Le maire rappelle également que le complexe industriel faisant partie du paysage bécancourois depuis de nombreuses années revêt une importance capitale pour sa ville, autant du point de vue humain que fiscal. Comme les sommes que verse ABI représentent environ 16 % de la totalité des taxes perçue annuellement par Bécancour, une fermeture serait catastrophique.

«C’est une épée de Damoclès que l’on a au-dessus de la tête depuis 14 mois. C’est tellement important pour nos finances municipales ainsi que pour le bonheur de nos citoyens. Il y a quand même 30 % des travailleurs qui sont là qui vivent sur notre territoire. Ça paraît et ça crée un climat qui n’est pas agréable à vivre. On a hâte de passer à autre chose», confie-t-il.

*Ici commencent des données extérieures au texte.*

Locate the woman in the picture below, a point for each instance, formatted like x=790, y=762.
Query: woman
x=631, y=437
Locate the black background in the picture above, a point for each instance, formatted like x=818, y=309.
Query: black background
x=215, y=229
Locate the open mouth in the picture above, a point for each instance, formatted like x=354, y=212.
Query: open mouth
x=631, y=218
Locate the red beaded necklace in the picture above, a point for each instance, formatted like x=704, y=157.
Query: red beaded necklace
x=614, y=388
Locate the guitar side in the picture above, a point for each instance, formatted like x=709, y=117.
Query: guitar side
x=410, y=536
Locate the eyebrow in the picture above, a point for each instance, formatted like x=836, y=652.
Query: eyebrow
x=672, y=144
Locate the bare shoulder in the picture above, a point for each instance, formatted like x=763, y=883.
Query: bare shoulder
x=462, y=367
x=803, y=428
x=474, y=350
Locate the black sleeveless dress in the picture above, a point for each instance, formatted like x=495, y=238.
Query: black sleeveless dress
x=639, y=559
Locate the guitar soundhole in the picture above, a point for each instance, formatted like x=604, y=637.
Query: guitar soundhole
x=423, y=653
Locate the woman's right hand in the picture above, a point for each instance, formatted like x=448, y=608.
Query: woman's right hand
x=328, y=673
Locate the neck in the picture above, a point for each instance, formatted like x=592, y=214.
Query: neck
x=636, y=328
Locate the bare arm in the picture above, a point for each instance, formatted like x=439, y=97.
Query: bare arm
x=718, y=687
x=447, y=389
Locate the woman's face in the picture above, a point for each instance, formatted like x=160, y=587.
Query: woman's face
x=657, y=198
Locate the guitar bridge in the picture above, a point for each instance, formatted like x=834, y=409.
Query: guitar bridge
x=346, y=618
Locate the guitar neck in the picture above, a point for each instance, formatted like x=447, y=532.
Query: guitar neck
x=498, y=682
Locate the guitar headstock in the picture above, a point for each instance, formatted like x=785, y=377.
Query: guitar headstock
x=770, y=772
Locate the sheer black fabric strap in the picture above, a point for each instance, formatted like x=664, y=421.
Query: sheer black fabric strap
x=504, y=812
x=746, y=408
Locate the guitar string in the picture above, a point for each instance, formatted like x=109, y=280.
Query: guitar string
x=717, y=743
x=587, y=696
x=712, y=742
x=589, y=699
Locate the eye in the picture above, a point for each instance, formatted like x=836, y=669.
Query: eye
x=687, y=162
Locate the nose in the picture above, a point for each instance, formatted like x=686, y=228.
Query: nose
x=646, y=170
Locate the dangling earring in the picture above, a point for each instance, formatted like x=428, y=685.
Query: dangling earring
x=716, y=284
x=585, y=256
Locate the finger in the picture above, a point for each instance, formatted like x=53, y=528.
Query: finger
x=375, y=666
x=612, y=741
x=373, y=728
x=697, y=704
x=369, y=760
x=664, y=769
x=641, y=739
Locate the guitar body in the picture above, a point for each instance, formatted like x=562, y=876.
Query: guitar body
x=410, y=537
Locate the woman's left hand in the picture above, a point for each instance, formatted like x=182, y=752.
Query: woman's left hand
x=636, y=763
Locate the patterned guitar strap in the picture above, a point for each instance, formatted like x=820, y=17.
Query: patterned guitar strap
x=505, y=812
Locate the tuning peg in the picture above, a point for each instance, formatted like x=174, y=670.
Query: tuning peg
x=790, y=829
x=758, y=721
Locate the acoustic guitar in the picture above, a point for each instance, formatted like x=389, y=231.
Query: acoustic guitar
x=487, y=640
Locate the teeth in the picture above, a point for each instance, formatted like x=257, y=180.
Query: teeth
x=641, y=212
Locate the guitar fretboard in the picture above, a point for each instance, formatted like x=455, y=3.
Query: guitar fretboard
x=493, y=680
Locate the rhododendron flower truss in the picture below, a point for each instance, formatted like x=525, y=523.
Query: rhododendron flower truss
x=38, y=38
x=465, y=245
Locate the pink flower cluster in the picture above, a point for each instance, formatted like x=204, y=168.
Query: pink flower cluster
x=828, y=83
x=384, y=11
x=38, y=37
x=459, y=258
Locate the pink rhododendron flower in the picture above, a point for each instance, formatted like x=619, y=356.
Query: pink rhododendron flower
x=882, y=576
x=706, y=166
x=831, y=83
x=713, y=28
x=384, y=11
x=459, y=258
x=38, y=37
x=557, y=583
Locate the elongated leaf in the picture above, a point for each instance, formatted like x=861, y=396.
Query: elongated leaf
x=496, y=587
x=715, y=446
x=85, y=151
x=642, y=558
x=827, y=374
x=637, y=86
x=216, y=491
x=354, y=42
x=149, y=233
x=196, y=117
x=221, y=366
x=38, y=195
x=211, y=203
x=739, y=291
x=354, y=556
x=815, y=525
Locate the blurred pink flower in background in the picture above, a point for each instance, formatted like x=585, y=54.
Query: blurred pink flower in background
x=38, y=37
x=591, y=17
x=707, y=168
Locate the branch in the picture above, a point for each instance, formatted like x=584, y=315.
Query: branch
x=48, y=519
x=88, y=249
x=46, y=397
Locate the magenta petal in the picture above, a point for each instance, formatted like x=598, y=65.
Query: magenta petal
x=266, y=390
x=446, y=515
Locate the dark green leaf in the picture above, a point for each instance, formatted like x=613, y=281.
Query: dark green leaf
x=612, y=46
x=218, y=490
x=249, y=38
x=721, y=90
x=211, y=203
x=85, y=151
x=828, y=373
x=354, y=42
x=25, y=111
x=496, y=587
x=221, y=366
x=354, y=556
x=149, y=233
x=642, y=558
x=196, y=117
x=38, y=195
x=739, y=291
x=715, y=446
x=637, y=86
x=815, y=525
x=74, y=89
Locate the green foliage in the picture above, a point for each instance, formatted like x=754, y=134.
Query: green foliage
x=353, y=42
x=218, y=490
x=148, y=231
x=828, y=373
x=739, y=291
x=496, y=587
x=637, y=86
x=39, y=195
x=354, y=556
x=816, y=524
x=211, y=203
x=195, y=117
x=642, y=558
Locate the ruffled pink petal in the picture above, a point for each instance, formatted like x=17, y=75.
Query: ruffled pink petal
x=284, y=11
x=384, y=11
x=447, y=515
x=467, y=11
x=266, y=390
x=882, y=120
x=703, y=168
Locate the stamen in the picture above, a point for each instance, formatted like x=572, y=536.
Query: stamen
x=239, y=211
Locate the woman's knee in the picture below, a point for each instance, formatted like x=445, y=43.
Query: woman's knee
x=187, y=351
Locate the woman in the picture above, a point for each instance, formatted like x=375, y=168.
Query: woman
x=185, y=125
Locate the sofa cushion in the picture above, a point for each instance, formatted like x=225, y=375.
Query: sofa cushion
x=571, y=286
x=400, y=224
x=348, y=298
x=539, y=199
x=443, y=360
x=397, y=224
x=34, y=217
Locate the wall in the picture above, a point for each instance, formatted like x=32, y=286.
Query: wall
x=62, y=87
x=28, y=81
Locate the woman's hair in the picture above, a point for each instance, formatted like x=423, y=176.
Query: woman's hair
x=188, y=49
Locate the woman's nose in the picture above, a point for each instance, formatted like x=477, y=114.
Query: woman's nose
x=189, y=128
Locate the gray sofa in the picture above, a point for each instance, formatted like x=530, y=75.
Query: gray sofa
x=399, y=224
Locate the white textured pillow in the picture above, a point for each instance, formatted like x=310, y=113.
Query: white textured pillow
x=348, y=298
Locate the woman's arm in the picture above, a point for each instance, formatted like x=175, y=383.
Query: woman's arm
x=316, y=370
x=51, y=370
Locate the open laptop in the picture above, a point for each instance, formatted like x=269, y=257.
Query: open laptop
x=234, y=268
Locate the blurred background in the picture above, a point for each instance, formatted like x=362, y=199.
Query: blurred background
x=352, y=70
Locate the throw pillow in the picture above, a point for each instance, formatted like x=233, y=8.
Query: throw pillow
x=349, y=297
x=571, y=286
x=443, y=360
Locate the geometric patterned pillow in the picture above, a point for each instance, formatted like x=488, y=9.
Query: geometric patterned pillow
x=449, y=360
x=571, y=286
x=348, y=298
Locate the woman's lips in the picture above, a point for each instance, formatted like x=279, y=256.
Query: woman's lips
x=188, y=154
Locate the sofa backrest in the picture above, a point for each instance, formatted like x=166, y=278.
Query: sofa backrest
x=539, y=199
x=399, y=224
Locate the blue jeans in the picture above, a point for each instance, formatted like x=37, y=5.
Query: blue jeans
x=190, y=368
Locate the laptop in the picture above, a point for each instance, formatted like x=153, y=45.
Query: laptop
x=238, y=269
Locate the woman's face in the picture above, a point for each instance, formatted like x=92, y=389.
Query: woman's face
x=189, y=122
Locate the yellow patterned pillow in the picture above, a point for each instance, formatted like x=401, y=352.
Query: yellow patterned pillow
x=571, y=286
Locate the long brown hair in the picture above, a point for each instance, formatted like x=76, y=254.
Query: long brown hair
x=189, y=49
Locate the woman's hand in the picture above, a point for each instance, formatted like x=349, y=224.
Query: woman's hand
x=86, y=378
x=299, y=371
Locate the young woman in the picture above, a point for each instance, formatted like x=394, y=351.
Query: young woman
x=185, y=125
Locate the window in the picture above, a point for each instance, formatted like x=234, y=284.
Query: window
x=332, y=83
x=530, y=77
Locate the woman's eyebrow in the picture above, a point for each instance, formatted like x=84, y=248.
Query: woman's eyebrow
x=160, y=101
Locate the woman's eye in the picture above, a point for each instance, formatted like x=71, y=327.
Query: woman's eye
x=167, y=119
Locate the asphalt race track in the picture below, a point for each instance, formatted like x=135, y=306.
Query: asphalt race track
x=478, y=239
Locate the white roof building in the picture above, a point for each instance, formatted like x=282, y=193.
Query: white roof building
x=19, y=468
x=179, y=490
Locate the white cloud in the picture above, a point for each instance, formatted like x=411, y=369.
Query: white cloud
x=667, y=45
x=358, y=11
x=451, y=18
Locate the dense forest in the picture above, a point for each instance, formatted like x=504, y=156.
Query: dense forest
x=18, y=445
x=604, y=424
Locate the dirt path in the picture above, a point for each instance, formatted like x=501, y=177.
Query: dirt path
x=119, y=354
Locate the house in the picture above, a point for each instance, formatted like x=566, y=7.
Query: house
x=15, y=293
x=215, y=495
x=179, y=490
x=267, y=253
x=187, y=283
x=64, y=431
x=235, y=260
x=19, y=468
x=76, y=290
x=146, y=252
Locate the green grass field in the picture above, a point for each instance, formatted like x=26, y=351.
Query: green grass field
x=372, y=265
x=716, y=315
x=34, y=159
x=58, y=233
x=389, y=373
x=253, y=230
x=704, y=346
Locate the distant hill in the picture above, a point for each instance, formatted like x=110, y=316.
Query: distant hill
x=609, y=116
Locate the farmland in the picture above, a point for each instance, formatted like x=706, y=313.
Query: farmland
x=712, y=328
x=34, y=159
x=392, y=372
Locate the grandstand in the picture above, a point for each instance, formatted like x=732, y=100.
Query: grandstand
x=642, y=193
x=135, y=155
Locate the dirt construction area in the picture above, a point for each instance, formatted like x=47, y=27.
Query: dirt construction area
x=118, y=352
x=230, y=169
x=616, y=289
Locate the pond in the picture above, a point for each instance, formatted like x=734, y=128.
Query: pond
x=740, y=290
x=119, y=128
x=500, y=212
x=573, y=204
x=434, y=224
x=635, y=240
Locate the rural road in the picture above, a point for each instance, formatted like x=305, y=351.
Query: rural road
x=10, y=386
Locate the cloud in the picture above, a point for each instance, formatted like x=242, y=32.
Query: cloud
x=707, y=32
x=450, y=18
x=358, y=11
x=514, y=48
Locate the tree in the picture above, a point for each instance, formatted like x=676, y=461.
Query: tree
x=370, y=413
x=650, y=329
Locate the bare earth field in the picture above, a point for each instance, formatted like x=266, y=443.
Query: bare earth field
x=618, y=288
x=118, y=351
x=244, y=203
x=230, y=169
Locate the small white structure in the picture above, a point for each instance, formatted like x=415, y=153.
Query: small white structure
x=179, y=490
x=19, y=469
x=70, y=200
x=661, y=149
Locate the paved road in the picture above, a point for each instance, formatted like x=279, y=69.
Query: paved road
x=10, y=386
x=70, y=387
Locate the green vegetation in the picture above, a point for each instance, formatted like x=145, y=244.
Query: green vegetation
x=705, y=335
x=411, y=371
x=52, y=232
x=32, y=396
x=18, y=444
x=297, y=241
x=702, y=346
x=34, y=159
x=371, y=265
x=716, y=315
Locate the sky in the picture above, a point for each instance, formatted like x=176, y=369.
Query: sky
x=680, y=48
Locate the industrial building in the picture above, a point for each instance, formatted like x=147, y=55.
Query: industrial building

Pour sa part, le ministre du Travail et député de Trois-Rivières, Jean Boulet, accueille lui aussi positivement cette décision syndicale. En se basant sur le ton employé dans le communiqué émis par le syndicat en début d’après-midi mardi, il ne croit pas que le comité de négociation donnera de recommandation à ses membres pour accepter ou refuser l’offre. «Je crois qu’ils ont décidé de la présenter car ils veulent laisser l’occasion aux syndiqués de s’exprimer», analyse-t-il.

Pas peur de l’article 58.2

Par ailleurs, le président du syndicat précise que le fait que la partie patronale aurait pu demander à un tribunal d’ordonner la tenue d’un vote sur son offre en vertu de l’article 58.2 du Code du travail n’a pas poussé le comité de négociation à la présenter, et ce, même s’il déplore qu’elle ne soit pas le
résultat d’un processus de négociation.

Rappelons qu’en vertu de cette disposition juridique, un tribunal peut «lorsqu’il estime qu’une telle mesure est de nature à favoriser la négociation ou la conclusion d’une convention collective, le Tribunal peut, à la demande de l’employeur, ordonner à une association accréditée de tenir, à la date ou dans le délai qu’elle détermine, un scrutin secret pour donner à ses membres compris dans l’unité de négociation l’occasion d’accepter ou de refuser les dernières offres que lui a faites l’employeur sur toutes les questions faisant toujours l’objet d’un différend entre les parties. Le Tribunal ne peut ordonner la tenue d’un tel scrutin qu’une seule fois durant la phase des négociations d’une convention collective. Le scrutin est tenu sous la surveillance du Tribunal».

«L’article 58.2, on ne fait pas de vagues avec ça», laisse tomber M. Masse.